I didn’t see my father for a long time, from about age 7 to my early thirties to a very complicated and nasty family breakdown, involving gambling addiction, domestic violence, bankruptcy and abandonment. He attempted contact once in my teens and once in my late twenties, where there wasn’t much in the way of sustained contact. His attempted contact in my twenties actually led about a year later to the LC/NC period with my mum.

Then in my early thirties, once my mum and I had gotten into a healthier pattern, I did make contact with my dad, and made a fairly sustained effort to rebuild a relationship with my dad. It didn’t work though. Fundamentally he hadn’t changed and still saw himself as the victim in the whole situation. He did apologise for something that he had done that hurt me very deeply though, but later he exhibited behaviour in the same vein, so the apology did’t really show the self-awareness, reflection, growth or change that would have been necessary for a relationship to be possible given the events of the past.

When he was dying a decade later, his step-daughter got in touch via a private investigator to ask if I would see him before he died. I did consider it but when it became clear his wife/her mother wasn’t on board with that I declined to see as I felt like I would be walking into a very messy situation.

After my mum died (I looked after her whilst she had terminal breast cancer) my aunt and my granma started to treat me as they had treated my mum- namely bullying and triangulation. The family pattern was very much that my granma was a narcissistic mother who played her children, my mum and my aunt, off against one another to maintain control and create a sense of emotional safety for herself. My mum was the scapegoat and my aunt was the golden child. As side note my dad was fairly narcissistic too, so I think my mum sadly feel into a classic pattern of picking a partner through whom she would relive a parental dynamic.

About a year after my mum’s death, it became clear that the old pattern was reasserting itself, but this time with me in the role of scapegoat. I declined to play that role and walked away, explaining that I had seen them bully my mum for my whole life and that I wasn’t going to tolerate that behaviour.

Prior to this, my aunt had indicated that she felt it would be difficult for the three of us to have an easy relationship because I had seen how she and my granma had treated my mum. She also said she knew what was going on, hadn’t liked it but had gone along with it. It wasn’t an apology exactly but it was a sign of some level of self-awareness, so I had had some hopes we might be able to navigate to a healthier pattern but it wasn’t to be.

I didn’t hear from either of them again until my granma died, when my aunt called to inform me of that.

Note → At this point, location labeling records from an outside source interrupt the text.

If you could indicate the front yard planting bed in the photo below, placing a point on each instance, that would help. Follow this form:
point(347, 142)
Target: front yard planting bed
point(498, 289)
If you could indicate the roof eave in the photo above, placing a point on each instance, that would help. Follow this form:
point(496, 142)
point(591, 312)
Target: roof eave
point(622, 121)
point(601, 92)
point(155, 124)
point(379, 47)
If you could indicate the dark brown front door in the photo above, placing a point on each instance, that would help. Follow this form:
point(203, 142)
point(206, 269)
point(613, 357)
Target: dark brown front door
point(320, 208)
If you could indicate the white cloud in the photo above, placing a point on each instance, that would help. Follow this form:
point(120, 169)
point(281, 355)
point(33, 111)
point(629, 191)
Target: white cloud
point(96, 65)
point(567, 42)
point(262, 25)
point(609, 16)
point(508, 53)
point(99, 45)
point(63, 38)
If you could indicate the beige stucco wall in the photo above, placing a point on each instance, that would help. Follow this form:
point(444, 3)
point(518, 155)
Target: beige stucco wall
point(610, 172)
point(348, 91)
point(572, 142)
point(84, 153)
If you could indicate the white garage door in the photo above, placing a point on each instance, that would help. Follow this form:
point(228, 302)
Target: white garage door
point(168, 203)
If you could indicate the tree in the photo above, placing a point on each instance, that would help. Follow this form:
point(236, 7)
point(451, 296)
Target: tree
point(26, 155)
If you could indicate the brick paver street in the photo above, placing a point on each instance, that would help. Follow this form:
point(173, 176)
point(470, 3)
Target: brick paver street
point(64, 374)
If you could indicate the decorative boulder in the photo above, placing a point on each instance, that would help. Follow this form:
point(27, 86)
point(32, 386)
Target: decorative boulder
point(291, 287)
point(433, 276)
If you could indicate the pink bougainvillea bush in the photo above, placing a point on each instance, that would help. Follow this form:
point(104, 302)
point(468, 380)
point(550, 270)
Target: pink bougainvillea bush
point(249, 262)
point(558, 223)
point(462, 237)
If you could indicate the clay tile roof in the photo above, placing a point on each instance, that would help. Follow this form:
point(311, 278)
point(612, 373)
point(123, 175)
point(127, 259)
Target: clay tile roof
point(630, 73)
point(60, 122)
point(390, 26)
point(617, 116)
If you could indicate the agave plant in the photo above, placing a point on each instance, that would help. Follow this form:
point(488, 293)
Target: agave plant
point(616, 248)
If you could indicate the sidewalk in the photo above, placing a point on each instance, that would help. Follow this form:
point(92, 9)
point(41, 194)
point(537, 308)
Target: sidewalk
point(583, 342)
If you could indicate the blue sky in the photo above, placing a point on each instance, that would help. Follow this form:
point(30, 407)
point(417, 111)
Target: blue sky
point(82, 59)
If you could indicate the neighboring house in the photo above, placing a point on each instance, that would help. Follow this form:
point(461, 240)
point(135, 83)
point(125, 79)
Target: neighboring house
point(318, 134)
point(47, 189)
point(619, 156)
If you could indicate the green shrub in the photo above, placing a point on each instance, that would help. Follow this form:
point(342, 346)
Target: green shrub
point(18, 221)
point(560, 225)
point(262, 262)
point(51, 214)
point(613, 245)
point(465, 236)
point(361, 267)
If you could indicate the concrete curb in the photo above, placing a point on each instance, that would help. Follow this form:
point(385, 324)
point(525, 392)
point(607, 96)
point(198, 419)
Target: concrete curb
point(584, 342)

I didn’t speak to my aunt again for a long time. When Covid hit and we were in lockdowns I didn’t speak phone to see if she was ok. A couple of years later when her husband died, she got in touch and we resumed contact, and we emailed and phoned regularly although we never met again in person due to distance. We stayed in touch on an almost daily basis until her own death.

So that’s a long way of saying that being LC/NC can act as a sorting mechanism as well as a way to protect your peace. If (all) the people involved have a degree of self-awareness, a deep bond and a willingness to change then new patterns can be built.

Sometimes that is possible and I have to say that I am forever grateful in a number of ways to have experienced those renewed and reshaped experiences with my mum and my aunt, difficult though it was to get there. And with my granma and my dad, it,was for the best that they weren’t in my life. I do grieve at times for what might have been, but I do accept that as the people they actually were, rather than whom I might hope they could become, it was better to keep a good distance.

Sowmtimes you’ve just got to play the hand you are dealt as best you can, and that can involve letting people go. Or running away like a bat out of hell.